Euphemistically, here in NJ, police call one of their particular marijuana related operations a “knock and Talk.” The operation is anything but. When police suspect that marijuana may be grown in a house they organize multiple agencies to “respond” on a predetermined date and time to the location – a show of force. Indeed during cross examination police have conceded that a “ knock and talk” is organized just as a forcible search warrant raid would be.
It usually goes down like this: Police have only a mere suspicion that folks are growing marijuana in their homes. Maybe they have been tipped off by informants at a growing supply store (which of course sell an entire range of legal articles); maybe the police have done an illegal drive by thermal imaging of a house to see if heat from some kind of grow situation exists.
As an aside, its illegal for police to do a thermal imaging scan of a home without a warrant. But if they do one and then intimidate the owners to “consent to a search,” the illegality goes by the wayside as the law will see the consent as “ curing” the illegality.
In any event, for the “ knock and talk,” police show up in force. Some go to each entry/exit of the residence. (Query if its just a knock and talk, by virtue of what right would cops have to stop anyone from leaving the house and refusing to talk. None, really). Yet too often faced with intentional, intimidating show of force, people often “consent” to let police in their homes. At that point cops usually talk the occupants into signing a “consent to search form” by misleading the occupant about the fact that once signed the form will allow police to search all areas of the residence and every nook and cranny, totally tossing the contents about if the police wish.
The best advice to deal with a “knock and talk” is simply not to open the door and certainly not allow police consent to search the home. As with speaking with police, one should be extremely hesitant to sign anything, like a consent from, with out a lawyer present. Since police have no search warrant when conducting a knock and talk, it is not necessary to open the door, one could speak through the door if they wish. Stories are legion about how once inside the house police allege that they smell marijuana and can then get an actual warrant.

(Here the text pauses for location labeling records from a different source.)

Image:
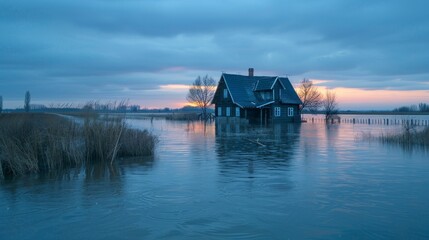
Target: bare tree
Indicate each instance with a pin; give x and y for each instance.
(310, 95)
(330, 106)
(27, 101)
(201, 93)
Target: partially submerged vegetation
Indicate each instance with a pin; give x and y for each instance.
(409, 136)
(33, 143)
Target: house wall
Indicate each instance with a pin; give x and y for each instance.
(284, 113)
(224, 103)
(283, 108)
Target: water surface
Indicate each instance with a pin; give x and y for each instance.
(229, 181)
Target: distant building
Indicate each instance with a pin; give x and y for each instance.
(256, 98)
(134, 108)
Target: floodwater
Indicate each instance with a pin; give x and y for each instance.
(227, 181)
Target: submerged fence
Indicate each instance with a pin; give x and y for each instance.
(388, 120)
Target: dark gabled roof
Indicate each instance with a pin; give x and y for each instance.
(265, 83)
(243, 88)
(289, 94)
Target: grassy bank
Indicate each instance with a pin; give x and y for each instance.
(32, 143)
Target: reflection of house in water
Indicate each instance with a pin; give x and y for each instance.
(247, 147)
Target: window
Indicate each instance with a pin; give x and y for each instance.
(267, 95)
(290, 112)
(277, 111)
(237, 112)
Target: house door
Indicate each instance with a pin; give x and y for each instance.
(267, 116)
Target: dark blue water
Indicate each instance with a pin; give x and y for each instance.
(233, 182)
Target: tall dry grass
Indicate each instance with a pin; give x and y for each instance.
(409, 136)
(46, 142)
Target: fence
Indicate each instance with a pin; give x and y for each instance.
(368, 120)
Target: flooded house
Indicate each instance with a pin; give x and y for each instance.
(263, 99)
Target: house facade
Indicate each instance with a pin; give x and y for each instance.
(262, 99)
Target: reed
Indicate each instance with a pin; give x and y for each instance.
(409, 136)
(33, 143)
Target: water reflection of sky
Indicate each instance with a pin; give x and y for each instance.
(236, 182)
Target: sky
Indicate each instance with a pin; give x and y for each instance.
(374, 54)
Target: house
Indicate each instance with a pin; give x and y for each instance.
(260, 99)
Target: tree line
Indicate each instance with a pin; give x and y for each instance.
(421, 107)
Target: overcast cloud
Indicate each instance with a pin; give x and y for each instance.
(69, 51)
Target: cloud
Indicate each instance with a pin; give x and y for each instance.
(119, 49)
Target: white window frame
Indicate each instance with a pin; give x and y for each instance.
(237, 111)
(290, 111)
(277, 111)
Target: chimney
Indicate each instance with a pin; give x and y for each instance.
(251, 71)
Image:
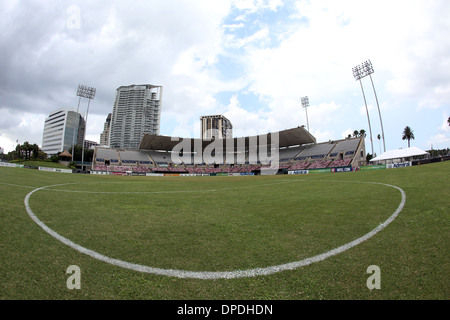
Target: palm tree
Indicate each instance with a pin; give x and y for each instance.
(408, 134)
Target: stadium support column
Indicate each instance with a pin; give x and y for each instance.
(305, 104)
(358, 74)
(88, 93)
(368, 70)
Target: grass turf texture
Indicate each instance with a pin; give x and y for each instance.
(224, 224)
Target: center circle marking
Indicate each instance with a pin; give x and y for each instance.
(213, 275)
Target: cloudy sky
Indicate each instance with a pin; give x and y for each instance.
(250, 60)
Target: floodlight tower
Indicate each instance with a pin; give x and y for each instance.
(305, 104)
(368, 70)
(358, 73)
(88, 93)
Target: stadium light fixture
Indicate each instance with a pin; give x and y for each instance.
(359, 72)
(305, 104)
(88, 93)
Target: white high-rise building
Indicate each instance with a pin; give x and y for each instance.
(62, 129)
(137, 111)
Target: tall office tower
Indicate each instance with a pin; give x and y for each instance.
(62, 129)
(104, 136)
(216, 126)
(137, 111)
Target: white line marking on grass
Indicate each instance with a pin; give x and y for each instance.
(211, 275)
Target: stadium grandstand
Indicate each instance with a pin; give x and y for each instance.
(295, 149)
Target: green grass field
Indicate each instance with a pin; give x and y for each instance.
(221, 224)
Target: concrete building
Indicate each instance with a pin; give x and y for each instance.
(104, 136)
(62, 129)
(216, 126)
(137, 111)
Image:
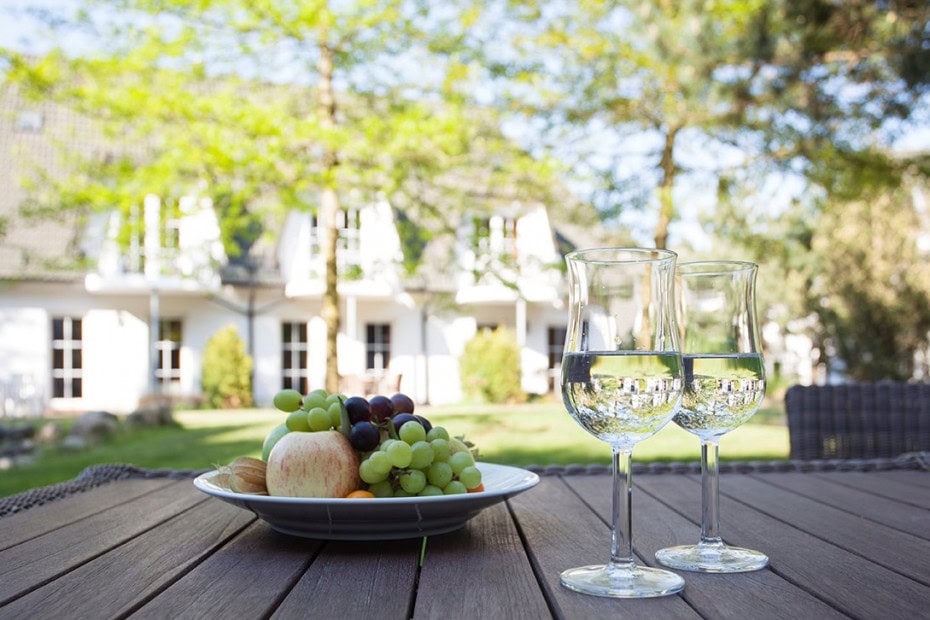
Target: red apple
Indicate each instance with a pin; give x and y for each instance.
(321, 464)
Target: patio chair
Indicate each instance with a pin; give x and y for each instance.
(858, 420)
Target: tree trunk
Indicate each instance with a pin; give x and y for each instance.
(329, 211)
(666, 203)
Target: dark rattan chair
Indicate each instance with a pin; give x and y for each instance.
(858, 420)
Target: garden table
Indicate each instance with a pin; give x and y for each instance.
(845, 539)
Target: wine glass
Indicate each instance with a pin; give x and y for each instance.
(724, 386)
(622, 382)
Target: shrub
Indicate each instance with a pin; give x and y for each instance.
(490, 367)
(227, 371)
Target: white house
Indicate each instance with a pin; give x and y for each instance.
(135, 320)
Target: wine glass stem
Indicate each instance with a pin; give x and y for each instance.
(621, 538)
(710, 493)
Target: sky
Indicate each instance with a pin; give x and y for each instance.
(21, 31)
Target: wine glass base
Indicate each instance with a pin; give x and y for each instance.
(716, 558)
(638, 582)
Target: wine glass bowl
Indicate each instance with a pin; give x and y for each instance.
(621, 382)
(724, 387)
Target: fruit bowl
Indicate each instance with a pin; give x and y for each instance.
(376, 519)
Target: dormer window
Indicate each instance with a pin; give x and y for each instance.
(29, 121)
(494, 236)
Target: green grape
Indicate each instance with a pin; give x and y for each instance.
(437, 432)
(412, 432)
(470, 477)
(441, 449)
(319, 420)
(297, 421)
(316, 398)
(382, 489)
(461, 460)
(422, 455)
(454, 488)
(288, 400)
(379, 462)
(400, 454)
(368, 475)
(335, 414)
(272, 438)
(439, 474)
(430, 489)
(413, 481)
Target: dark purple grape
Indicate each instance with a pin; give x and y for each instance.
(364, 436)
(381, 408)
(400, 419)
(402, 403)
(358, 409)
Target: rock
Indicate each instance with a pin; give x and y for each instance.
(151, 415)
(73, 443)
(95, 426)
(50, 432)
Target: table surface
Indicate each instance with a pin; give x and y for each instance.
(841, 544)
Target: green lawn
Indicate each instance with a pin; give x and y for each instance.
(534, 434)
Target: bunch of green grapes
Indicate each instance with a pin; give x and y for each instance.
(420, 462)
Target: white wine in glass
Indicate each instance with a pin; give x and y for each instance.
(622, 381)
(724, 387)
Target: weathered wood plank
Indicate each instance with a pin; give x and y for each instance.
(562, 532)
(117, 582)
(41, 559)
(19, 527)
(892, 513)
(759, 594)
(849, 582)
(244, 578)
(356, 580)
(893, 549)
(480, 571)
(909, 489)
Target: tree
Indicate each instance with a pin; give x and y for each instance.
(270, 106)
(655, 101)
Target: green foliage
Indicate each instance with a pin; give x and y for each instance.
(490, 367)
(227, 371)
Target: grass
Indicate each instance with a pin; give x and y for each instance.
(533, 434)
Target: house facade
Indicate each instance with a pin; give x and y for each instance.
(135, 319)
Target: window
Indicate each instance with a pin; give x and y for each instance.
(348, 222)
(168, 347)
(294, 373)
(29, 121)
(377, 346)
(494, 235)
(555, 345)
(67, 366)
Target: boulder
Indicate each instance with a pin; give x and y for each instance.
(151, 415)
(50, 432)
(95, 426)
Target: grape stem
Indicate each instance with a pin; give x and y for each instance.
(345, 425)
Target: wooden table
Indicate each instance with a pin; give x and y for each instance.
(842, 544)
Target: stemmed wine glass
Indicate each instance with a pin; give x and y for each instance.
(622, 382)
(724, 386)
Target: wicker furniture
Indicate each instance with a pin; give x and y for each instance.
(858, 420)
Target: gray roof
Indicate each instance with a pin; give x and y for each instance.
(30, 132)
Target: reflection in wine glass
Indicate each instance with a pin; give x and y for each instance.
(622, 382)
(724, 387)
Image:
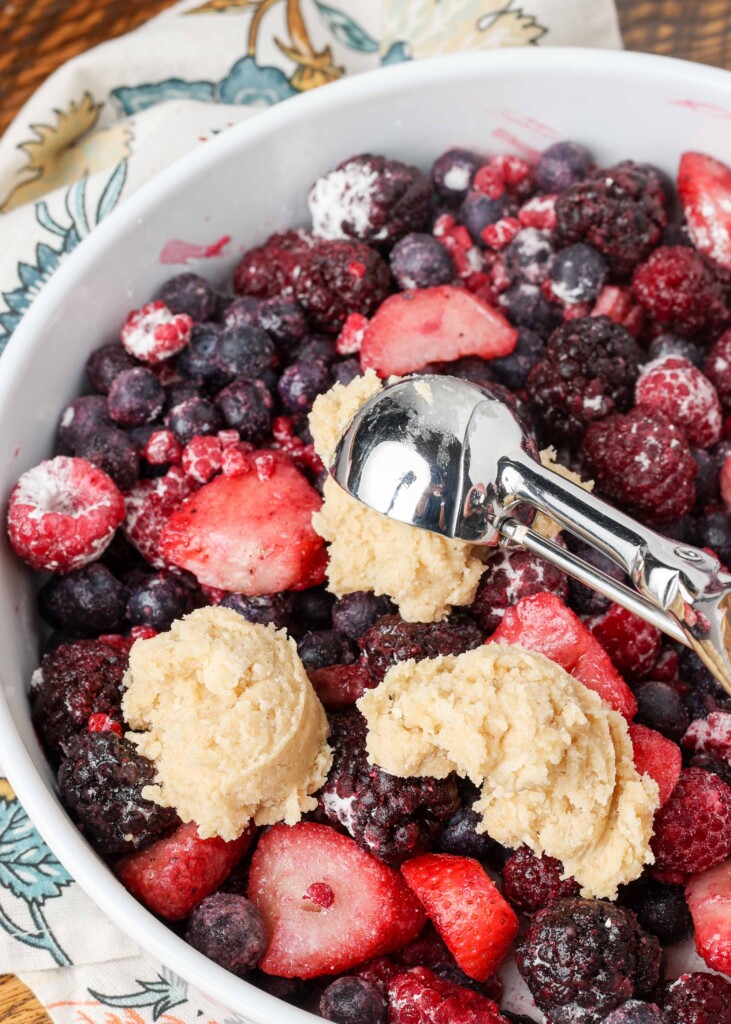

The “knock and talk” is a bit of NJ legal schizophrenia. Because of proven abuses with racial profiling, police need a reasonable basis to even ask to search a car. But, our Supreme Court has reasoned, the home was not the site of such abuses - despite the inherently intimidating and abusive nature of the “knock and talk.”
Lastly, it bears repeating that purchasers of growing equipment, even on line, have been regularly subjected to “knock and talks.” In fact to help put a light on the issue, it would be helpful to start gathering details of “knock and talks” that netted nothing other than legal indoor growing materials.